Yes. If a value doubles, the percentage increase is 100%. If it triples, the increase is 200%. If it goes from 10 to 150, the increase is (150 − 10) ÷ 10 × 100 = 1400%. There is no upper limit on percentage increase. However, percentage decrease is capped at 100% (you cannot decrease by more than the full original value, assuming the value cannot go below zero).

How do you calculate percentage increase year over year?

Use the same formula with this year's value as "new" and last year's value as "old." Revenue this year $2.4M, last year $2.1M: ($2.4M − $2.1M) ÷ $2.1M × 100 = $0.3M ÷ $2.1M × 100 = 14.3% year-over-year growth. For multi-year compound annual growth rate (CAGR), use the formula: CAGR = (End Value ÷ Start Value)^(1/years) − 1.
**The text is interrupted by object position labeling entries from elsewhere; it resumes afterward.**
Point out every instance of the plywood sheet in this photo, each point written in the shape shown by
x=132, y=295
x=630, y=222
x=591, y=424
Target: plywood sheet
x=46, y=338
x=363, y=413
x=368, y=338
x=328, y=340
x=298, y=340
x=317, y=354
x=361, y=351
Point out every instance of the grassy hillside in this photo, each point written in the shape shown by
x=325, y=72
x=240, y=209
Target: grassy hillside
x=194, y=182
How do you calculate a percentage increase of a percentage?

Treat the original percentage as a regular number. If interest rates rise from 3.5% to 4.2%, the percentage change in the rate is (4.2 − 3.5) ÷ 3.5 × 100 = 20%. Note the difference between "percentage points" (4.2% − 3.5% = 0.7 percentage points, an absolute difference) and "percentage change" (20%, a relative change). A rate rising from 3.5% to 4.2% is a 0.7 percentage point increase and a 20% percentage change in the rate itself.

References

  1. Khan Academy: Percent Change Review: Clear explanation of percentage change with worked examples and practice problems.
  2. Microsoft Support: Calculate Percentage Change in Excel: Official Microsoft documentation on percentage change formulas in Excel with step-by-step instructions.
  3. U.S. Bureau of Labor Statistics: Computing Price Changes: How the BLS calculates inflation as a percentage change, with real-world application of the formula.

Method

Author, Review, and Formula Method

Written by Calculators Labs Editorial Team
Reviewed by Calculators Labs
Last updated

The Percentage Increase Calculator uses % Increase = ((New − Old) ÷ Old) × 100. The calculator reads Old value, New value, Calculation mode, applies the formula, and shows the result with practical rounding so the answer is easy to check.

For calculators with units, measurements are kept in one unit system before the final result is displayed. The steps are written to help students, teachers, and everyday users see how the answer was produced.